この成功の背景には、会員数増に向けた林社長の創意工夫がある。
そのひとつがポスターによるPRだ。“携帯電話が会員証に”と大きく書かれたポスターを店内の目立つ個所に掲示。「あのポスターに書かれてあるのはどういうサービス?」とポスターを見て興味を覚えたお客様が店員に尋ねてくることも多い。
また、料理を待っている間に気軽に見てもらうため、登録の手順をイラスト入りで分かりやすく説明したパンフレットを各テーブルに設置した。ポスターを見て興味を持ち、パンフレットを見ながら登録。これが、最も多い登録方法だ。お客様がうまく操作できない場合は、店員が代わりに登録してあげたり、店内のパソコンから登録したりとサポートも徹底。こうした努力の結果が会員数増に結びついている。

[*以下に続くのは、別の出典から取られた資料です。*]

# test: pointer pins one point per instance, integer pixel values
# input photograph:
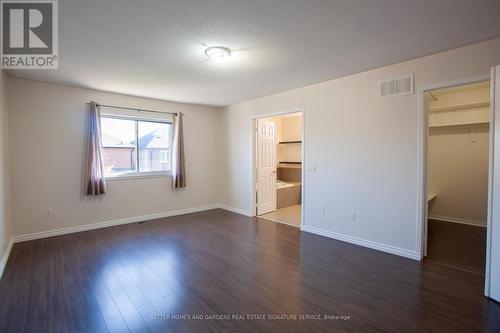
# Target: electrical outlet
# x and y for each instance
(311, 168)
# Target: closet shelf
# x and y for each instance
(288, 142)
(469, 124)
(466, 106)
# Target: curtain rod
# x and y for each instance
(134, 109)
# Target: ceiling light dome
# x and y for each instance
(218, 52)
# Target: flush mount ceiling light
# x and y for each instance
(218, 52)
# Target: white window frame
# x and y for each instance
(137, 173)
(164, 156)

さらに、このサービスの導入により、顧客情報の管理も円滑にできるようになった。導入前、林社長は顧客情報を専用のソフトで管理していたが、自分で入力しなければならない上に、もしソフトにトラブルが発生した場合、顧客データはすべて消滅してしまうことを懸念していた。
しかし、この問題点もこのサービスで解決。「会員登録はお客様自らが行ってくれるし、その上、顧客情報を取り扱うサーバについてはNTT西日本グループがしっかり運用してくれている。いずれは、この顧客情報データベースを利用して、メールでのPRを実施していきたい」と意気込んでいる。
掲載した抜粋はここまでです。